Soms kunnen transiënte geleidingsproblemen aanzienlijk worden vereenvoudigd als in het te verwarmen of af te koelen voorwerp regio’s kunnen worden geïdentificeerd waarvoor de warmtegeleidingscoëfficiënt veel groter is dan die voor warmtepaden die naar de regio leiden. In dit geval kan de regio met het hoge geleidingsvermogen vaak worden behandeld in het model van de “capaciteit per stuk”, als een “klomp” materiaal met een eenvoudige thermische capaciteit bestaande uit zijn totale warmtecapaciteit. Dergelijke regio’s warmen of koelen op, maar vertonen geen significant temperatuurverschil over hun gehele omvang, gedurende het proces (in vergelijking met de rest van het systeem). Dit is te wijten aan hun veel hogere geleiding. Tijdens de transiënte geleiding verandert de temperatuur in hun geleidende gebieden daarom gelijkmatig in de ruimte, en als een eenvoudige exponentiële verandering in de tijd. Een voorbeeld van dergelijke systemen is die welke de wet van Newton volgen van afkoeling tijdens transiënte afkoeling (of het omgekeerde tijdens verwarming). De equivalente thermische kringloop bestaat uit een eenvoudige condensator in serie met een weerstand. In dergelijke gevallen speelt de rest van het systeem met een hoge thermische weerstand (relatief laag geleidingsvermogen) de rol van de weerstand in de kring.

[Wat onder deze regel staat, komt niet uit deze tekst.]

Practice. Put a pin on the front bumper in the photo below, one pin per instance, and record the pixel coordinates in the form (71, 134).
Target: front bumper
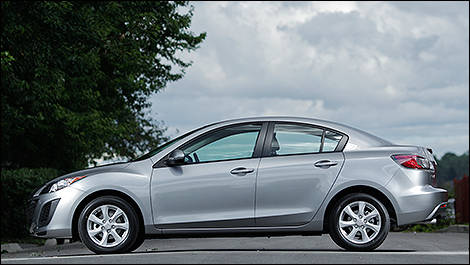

Relativistische geleidingEdit
De theorie van de relativistische warmtegeleiding is een model dat verenigbaar is met de theorie van de speciale relativiteit. Gedurende het grootste deel van de vorige eeuw werd erkend dat de vergelijking van Fourier in strijd is met de relativiteitstheorie omdat zij een oneindige voortplantingssnelheid van warmtesignalen toelaat. Volgens de vergelijking van Fourier zou bijvoorbeeld een warmtepuls bij de oorsprong onmiddellijk tot in het oneindige voelbaar zijn. De snelheid van de informatieverspreiding is sneller dan de lichtsnelheid in vacuüm, hetgeen fysisch ontoelaatbaar is binnen het kader van de relativiteit.
KwantumgeleidingEdit
Tweede geluid is een kwantummechanisch verschijnsel waarbij warmteoverdracht plaatsvindt door golfachtige beweging, in plaats van door het meer gebruikelijke mechanisme van diffusie. Warmte neemt de plaats in van druk in normale geluidsgolven. Dit leidt tot een zeer hoog warmtegeleidingsvermogen. Het staat bekend als “tweede geluid” omdat de golfbeweging van warmte vergelijkbaar is met de voortplanting van geluid in lucht.